By Kori Schake
Sunday, March 22, 2026
Last May, I gave a lecture at the Air War College, the
Air Force’s senior service school for officers. I have taught at West Point and
spoken at several other senior service schools. At the Air War College, I
presented my work on the history of U.S. civil-military relations—research that
later led to a book
that was favorably reviewed by The Wall Street Journal and the
military’s Joint
Force Quarterly. The college was complimentary of my presentation and
invited me to reprise my talk this school year. But last week, I was
asked not to come after all.
The professor who gave me the news was polite and
professional, apologetic even. In a statement to The Atlantic, a
spokesperson for Air University, the college’s parent institution, said, “Air
University adjusted its academic schedule following the recent government
shutdown, including the Air War College program, to prioritize core curriculum
and program requirements. As a result, the scheduled guest lecture by Dr. Kori
Schake was unable to be accommodated within the revised schedule. This was a
command decision.”
Although I have no evidence that the decision was
political, I nonetheless found myself wondering if something else was going on.

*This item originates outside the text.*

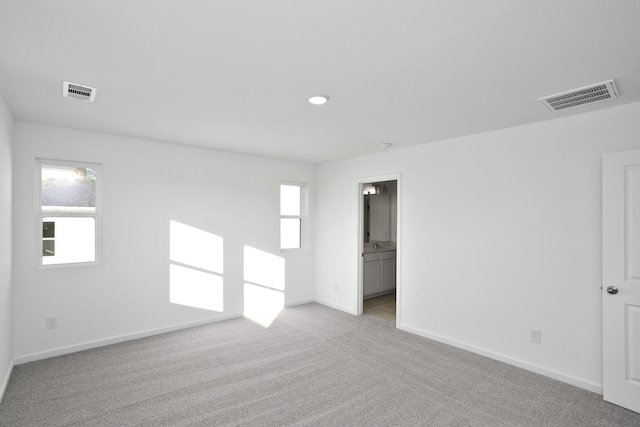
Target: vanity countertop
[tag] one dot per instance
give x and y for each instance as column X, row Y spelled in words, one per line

The Defense Department under Secretary Pete Hegseth has made clear that people
and institutions may be excluded from involvement in professional military
education for ideological reasons. The Pentagon has cut academic ties with
numerous elite
colleges that Hegseth called “factories of anti-American resentment and
military disdain,” and rescinded
a former Biden-administration official’s professorial appointment at West
Point. The department has also sought to control the ideas taught at military
institutions, instructing
the service academies to remove
library books that promote “divisive concepts and gender ideology” and
requiring them to cancel
some classes because of their content.
Hegseth has created a command climate in which
subordinates might fear defending their educational programs. The dynamic
reminds me of the tightening of the rules of engagement in Afghanistan during
the Obama administration: When the military command sets a new standard that
subordinates are worried about violating, they sometimes comply preemptively
and even more stringently than the formal directive might require.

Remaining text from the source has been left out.